Hi Momma.
It's me again. Your daughter—Marigold. Just in case you've forgotten who it even is writing you these letters.
But I do hope you haven't forgotten me. Not yet...
How are you doing this summer? Are you traveling the world? Are you having more fun than me? I bet you are, knowing you.
Everyone—well, mostly Poppa—is telling me to stop. You know, writing to you. They tell me it's a lost cause; they tell me you're never coming back.
I don't know what to believe. I mean, they're right about one thing so far: you haven't come back. Not yet, anyway.
Are you coming back? I keep hoping the answer is yes. But a part of me is afraid that the answer is really no...
Whatever you decide, it won't stop me from writing you. Just know that. I'm still yours and you are still mine. I can't let you forget me...
Oh, there's something I need to share with you. It's really something special.
Lately, I've been going to your favorite place. Well, our favorite place, technically. And I don't really know why. Maybe if I'm there, it feels like you're with me too.
Being there helps me to not lose the hope that I am so close to losing.

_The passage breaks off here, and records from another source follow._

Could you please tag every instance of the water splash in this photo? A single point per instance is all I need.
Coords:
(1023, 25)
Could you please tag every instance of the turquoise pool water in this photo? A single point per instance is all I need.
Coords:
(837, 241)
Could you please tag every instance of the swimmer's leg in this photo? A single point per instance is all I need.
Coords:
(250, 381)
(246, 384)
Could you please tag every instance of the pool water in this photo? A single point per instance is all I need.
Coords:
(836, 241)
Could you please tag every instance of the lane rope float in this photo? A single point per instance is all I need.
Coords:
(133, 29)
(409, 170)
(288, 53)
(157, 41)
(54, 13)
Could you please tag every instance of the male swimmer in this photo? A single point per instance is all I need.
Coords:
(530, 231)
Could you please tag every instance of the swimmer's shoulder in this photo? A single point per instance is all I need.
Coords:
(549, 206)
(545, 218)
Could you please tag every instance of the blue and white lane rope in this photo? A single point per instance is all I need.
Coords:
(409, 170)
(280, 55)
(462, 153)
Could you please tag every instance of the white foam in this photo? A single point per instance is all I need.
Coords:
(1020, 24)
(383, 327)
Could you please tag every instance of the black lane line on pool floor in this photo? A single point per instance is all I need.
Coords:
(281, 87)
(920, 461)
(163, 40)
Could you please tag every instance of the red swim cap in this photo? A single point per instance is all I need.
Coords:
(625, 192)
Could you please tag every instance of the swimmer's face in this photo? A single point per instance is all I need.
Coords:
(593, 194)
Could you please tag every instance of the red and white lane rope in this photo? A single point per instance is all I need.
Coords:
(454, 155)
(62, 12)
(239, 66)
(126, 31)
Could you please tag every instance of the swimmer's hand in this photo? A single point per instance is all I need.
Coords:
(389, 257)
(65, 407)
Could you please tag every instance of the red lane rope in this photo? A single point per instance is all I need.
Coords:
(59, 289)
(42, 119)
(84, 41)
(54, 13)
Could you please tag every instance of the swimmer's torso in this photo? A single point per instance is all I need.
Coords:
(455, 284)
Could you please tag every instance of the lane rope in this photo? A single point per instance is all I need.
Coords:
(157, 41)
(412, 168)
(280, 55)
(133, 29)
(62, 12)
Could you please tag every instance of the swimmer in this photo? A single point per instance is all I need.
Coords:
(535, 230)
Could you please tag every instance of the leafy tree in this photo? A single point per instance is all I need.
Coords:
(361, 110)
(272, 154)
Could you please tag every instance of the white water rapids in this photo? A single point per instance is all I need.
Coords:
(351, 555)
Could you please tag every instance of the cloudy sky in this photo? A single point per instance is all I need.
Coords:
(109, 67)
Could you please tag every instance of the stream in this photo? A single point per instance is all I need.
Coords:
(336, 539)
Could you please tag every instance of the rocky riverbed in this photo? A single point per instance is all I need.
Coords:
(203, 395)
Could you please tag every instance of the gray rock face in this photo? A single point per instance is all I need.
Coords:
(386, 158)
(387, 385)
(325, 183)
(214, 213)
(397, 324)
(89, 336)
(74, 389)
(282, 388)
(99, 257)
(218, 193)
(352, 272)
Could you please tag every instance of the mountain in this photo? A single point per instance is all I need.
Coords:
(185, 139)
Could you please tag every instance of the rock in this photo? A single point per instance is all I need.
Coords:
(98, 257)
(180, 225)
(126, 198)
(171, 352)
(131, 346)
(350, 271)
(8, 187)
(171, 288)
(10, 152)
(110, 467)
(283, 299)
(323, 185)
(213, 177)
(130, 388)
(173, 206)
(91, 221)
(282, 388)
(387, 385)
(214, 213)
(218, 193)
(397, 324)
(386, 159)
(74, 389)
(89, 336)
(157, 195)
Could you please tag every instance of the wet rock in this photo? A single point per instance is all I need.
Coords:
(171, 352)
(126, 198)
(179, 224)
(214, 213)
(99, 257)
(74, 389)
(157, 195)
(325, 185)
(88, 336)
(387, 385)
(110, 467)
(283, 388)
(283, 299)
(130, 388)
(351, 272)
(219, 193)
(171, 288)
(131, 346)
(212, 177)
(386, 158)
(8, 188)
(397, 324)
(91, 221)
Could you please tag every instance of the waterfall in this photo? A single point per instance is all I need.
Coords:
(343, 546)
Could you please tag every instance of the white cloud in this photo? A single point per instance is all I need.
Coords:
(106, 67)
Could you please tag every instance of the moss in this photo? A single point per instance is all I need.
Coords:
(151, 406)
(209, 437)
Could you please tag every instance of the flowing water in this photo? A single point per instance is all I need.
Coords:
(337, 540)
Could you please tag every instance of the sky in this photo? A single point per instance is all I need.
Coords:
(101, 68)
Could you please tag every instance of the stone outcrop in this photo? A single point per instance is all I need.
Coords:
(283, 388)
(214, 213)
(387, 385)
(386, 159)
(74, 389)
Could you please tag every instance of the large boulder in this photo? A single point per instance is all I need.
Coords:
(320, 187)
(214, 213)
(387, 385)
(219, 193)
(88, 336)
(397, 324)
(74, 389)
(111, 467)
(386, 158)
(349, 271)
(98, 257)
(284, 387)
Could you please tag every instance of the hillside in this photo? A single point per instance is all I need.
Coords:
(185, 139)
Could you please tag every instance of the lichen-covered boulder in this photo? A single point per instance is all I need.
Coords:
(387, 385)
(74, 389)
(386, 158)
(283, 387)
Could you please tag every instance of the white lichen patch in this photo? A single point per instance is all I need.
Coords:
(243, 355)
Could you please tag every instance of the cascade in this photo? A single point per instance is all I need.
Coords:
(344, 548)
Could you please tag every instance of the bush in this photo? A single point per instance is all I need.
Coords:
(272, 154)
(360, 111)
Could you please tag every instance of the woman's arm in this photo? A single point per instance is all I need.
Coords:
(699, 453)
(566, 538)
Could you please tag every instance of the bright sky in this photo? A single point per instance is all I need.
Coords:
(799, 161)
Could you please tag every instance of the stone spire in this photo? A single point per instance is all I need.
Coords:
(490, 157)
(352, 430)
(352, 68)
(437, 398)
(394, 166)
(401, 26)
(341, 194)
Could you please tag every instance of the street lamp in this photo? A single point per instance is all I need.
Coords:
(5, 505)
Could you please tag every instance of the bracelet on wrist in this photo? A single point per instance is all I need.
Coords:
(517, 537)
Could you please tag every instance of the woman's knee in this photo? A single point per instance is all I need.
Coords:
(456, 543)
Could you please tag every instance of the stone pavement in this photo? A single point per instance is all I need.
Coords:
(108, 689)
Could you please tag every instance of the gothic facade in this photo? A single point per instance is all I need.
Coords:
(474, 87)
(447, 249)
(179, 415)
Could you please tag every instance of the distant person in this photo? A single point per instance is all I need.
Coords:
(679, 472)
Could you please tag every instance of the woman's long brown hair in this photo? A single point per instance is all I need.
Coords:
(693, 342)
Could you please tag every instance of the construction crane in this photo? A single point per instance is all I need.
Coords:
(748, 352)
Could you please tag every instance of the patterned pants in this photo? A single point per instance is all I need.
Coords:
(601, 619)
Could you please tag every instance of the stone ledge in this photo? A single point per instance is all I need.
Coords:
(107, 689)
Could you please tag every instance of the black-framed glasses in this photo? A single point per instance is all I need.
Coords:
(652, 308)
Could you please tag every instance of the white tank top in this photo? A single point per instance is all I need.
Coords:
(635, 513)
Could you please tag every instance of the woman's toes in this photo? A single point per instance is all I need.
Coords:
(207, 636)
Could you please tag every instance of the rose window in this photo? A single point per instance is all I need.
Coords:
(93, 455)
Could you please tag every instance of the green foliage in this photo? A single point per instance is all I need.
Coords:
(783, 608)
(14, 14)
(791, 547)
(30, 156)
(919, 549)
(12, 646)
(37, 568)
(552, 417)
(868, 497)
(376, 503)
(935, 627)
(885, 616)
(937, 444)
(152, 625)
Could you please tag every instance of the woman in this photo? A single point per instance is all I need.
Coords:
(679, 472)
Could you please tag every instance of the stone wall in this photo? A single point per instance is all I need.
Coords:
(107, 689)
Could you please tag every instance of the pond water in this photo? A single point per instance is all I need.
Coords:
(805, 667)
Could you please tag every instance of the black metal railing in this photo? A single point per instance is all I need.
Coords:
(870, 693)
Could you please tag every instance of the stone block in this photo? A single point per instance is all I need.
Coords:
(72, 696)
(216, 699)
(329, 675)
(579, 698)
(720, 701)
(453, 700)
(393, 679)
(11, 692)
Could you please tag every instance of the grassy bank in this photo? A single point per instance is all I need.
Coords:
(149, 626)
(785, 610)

But do you remember it? Your favorite place? The meadow? You used to say it was our special place. You used to say it was your favorite place. Because you said it reminded you of happy and hope. You said it reminded you of me.
That is why you named me Marigold, after all. Marigolds are your favorite flower, I remember. Your eyes twinkled when you saw them, especially when we discovered the meadow full of them.
Oh, you were so happy. I was so happy because you were so happy. And, yeah, that day I finally go it, too—why you liked marigolds so much.
They are beautiful. They are happy. They are hope. They are love. They are everything I want; everything I need. They are everything I miss.
They are you, Momma.
That is why I've been going to our favorite place. I've been going to remember you; to remember who you were to me.
It's been so long since I've heard your laugh, seen your smile, or even felt your embrace that I am having to hold onto marigolds in our special meadow to hold onto you.
I hug marigolds to me to remember what it feels like to be hugged by you. I look for the flower illuminated by sunshine to remember the glimmer of your eyes, the brightness of your smile—the sparkle of you.
If I don't have marigolds, I don't have you. If I don't look for you in the meadow, in a flower, then the remembrance of you is slowly going to fade away.
And I can't forget you. If I forget you, I forget what it feels like to be happy, hopeful... I'll forget love.
Do you want to know something? The first time I saw a marigold, I asked you why you named me after one because I couldn't comprehend why you would link me to something so magnificently beautiful.
And do you remember what you said to me, Momma? Because I do. I remember everything. Everything about you; everything about marigolds... everything about us.
Well, what you said was, "Marigolds are sunshine; they are happiness and hope and love. So when I look at you, Marigold, I feel like everything in the world might just be okay."
I somewhat get what you meant by that now. I know the world isn't exactly a kind place. I know nothing is okay. But to have you tell me I was the solution to it all confuses me. Because if I held the power to make everything truly okay, you wouldn't be gone. I know you would have stayed. With me.
I never told you my favorite part about visiting the meadows lately, you know. I haven't told you how perfect and beautiful they look now that they've just bloomed.
All of them, Momma... All of them are full in bloom and stretch out for what seems like miles in the meadow. And it's just like you used to say: it's so happy.
I lay in them, wondering if this way, I could soak up all the happiness too. I think I do that because I've lost it—happiness. Because just like you claim me to be yours, you are my happy.
You are my marigold.
And I've lost you, therefore losing all that comes with you; all that comes with a marigold.
I hug the marigolds, hoping to feel one of your hugs... because your hugs made me happy.
And it does feel like one, truthfully—like a hug. It feels like a warm embrace; it feels like what I haven't felt in too long...
It feels like love.
I wonder if I should invite Poppa to our special meadow one day. I think maybe it would make him happy too. And I personally think he needs a marigold in his life now that you are gone.
I don't think I've ever been his marigold, necessarily. I think you are. I think you always have been. Even now that you're gone.
So, yeah, I'll ask him to come sometime. We could lay in the meadow together. We could lay in the meadow together and remember.
Remember you.
I think summer is the only time in the year I'll ever be happy now. It will be the only couple of months I remember what it feels like to feel happy, hope, love; everything good.
Because for as long as your gone—and I hope that isn't long—there is a part of me that is and will be missing.
You named me Marigold after marigolds. You used to say I am happy, hope, and love like marigolds; that I am a marigold.
But marigolds are your favorite flower. The meadow full of them is your favorite place. You named your own daughter after them because you love them so much.
You are a part of me, and I am a part of you. I am a constant reminder of you, and you are a constant reminder of me. Because we are the same.
We are one marigold, you and I.
So, Momma... How do you feel to have left your other half?
And how do you think I feel to be incomplete without you?